Benfica, entre a estratégia e a identidade
Por alguma razão se diz que os números falam por si. Pois os de Bruno Lage no Benfica não deixam margem para dúvidas: com a 13.ª vitória consecutiva em jogos fora para o campeonato, Lage bateu mais um recorde. É o técnico a alcançar mais depressa 25 vitórias (em 27 jogos) na principal competição como treinador do Glorioso – ultrapassando os números de Fernando Riera, que duravam desde 1966/67, quando o chileno precisou de 28 jogos para atingir o mesmo registo.

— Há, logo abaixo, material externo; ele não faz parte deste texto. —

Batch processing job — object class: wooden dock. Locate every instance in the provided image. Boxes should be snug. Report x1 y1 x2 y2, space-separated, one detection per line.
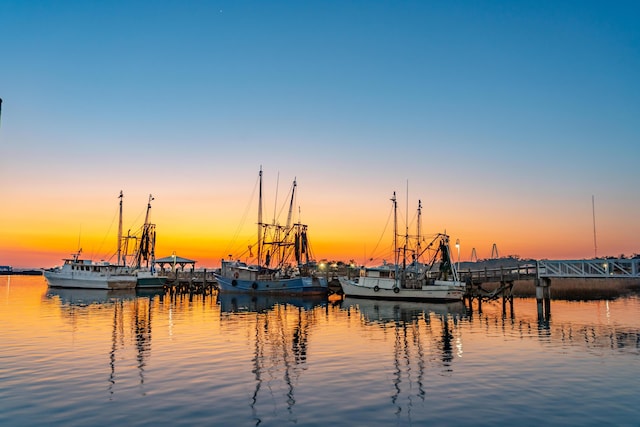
162 269 218 295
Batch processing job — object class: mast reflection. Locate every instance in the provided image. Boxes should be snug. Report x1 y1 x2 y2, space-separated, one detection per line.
341 297 468 418
217 293 327 426
45 287 162 398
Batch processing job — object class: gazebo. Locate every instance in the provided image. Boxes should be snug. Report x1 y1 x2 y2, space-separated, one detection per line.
155 254 196 273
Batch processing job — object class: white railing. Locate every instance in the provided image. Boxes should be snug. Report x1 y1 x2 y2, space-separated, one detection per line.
538 259 640 278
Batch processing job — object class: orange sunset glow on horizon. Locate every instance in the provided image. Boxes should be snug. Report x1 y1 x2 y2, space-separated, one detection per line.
2 179 637 270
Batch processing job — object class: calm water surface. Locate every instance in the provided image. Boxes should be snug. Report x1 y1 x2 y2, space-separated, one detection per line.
2 275 639 426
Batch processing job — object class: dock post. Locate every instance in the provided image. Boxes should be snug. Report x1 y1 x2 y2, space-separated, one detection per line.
535 277 551 322
502 281 514 318
543 278 551 318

Se dúvidas houvesse sobre o que caracteriza o Benfica de Lage a resposta é fácil: ganhar. Foi assim a temporada passada com uma conquista impensável e as condições para que a história se repita esta época continuam todas presentes. Mas, com o passar do tempo, a identidade do técnico do Benfica vai-se tornando também mais conhecida.
As conferências de
imprensa de Lage são, aliás, um bom observatório da forma como o treinador do Benfica pensa o jogo da equipa. Há, a este propósito, uma declaração lapidar, proferida no rescaldo do jogo com o Lyon: “Em função do adversário, mudamos a estratégia e temos acertado mais vezes do que falhado e não vamos mudar porque foi assim que chegámos aqui.”
É óbvio que há sempre uma componente estratégica
na forma como os treinadores abordam os jogos, mas com Lage fica-se com a sensação de que a estratégia desempenha mesmo um papel fulcral (veja-se as alterações radicais no onze e até em alguns princípios de jogo nas partidas europeias). O ponto é importante, pois encerra um dilema que se sente, em campo, quando vemos o Benfica a jogar.

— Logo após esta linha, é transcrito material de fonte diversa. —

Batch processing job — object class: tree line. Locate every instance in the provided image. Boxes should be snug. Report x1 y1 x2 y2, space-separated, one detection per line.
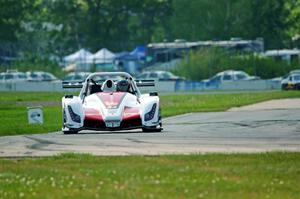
1 0 300 57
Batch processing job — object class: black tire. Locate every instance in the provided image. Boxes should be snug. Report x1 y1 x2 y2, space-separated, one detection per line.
281 84 288 90
142 122 162 133
63 130 78 134
142 108 163 132
142 127 162 132
62 108 78 134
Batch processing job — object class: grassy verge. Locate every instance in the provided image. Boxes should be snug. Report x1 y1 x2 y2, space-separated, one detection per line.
161 91 300 116
0 152 299 199
0 91 300 136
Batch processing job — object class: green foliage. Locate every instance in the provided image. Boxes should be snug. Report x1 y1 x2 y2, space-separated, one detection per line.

O enfoque na estratégia nas competições europeias
é, afinal, um reconhecimento de que com a nossa identidade não temos hipóteses a um nível mais elevado. É, também, uma abordagem realista: o plantel não está dimensionado para o nível Champions e a equipa não é capaz de se impor na Europa com o futebol mais associativo e que privilegia o jogo interior, dominante nas competições domésticas. Não há como negá-lo, o fosso crescente entre a intensidade da Liga portuguesa e o que se passa nos maiores campeonatos europeus, a prazo, condena a capacidade competitiva dos clubes nacionais.
A questão, contudo, é que também no campeonato
nacional a estratégia se vem impondo à identidade da equipa. O Benfica, hoje, é um clube com um futebol menos personalizado e impositivo no ataque do que no passado. O jogo em Tondela foi, apenas, um último exemplo.

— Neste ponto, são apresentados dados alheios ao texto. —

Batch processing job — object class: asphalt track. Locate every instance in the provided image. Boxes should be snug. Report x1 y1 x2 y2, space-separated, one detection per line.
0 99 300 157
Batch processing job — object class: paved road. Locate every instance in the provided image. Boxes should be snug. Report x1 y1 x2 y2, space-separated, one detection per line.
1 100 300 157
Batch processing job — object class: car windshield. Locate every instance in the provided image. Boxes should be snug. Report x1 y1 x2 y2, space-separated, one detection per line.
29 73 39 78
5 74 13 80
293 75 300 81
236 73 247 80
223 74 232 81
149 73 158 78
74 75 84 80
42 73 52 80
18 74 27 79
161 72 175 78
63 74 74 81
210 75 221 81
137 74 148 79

Uma parte da explicação está na onda de lesões
que, uma vez mais, assume contornos estruturais e obriga a uma explicação (por si só, os regressos da dupla Florentino/Gabriel e a recuperação de Chiquinho vão solucionar muitos dos problemas), mas com tanta variação na equipa e sem alguém capaz de ligar o jogo atacante, o Benfica pode voltar a ser uma equipa descaracterizada e a depender apenas da estratégia. Ora, o sucesso recente tornou – felizmente – os adeptos mais exigentes.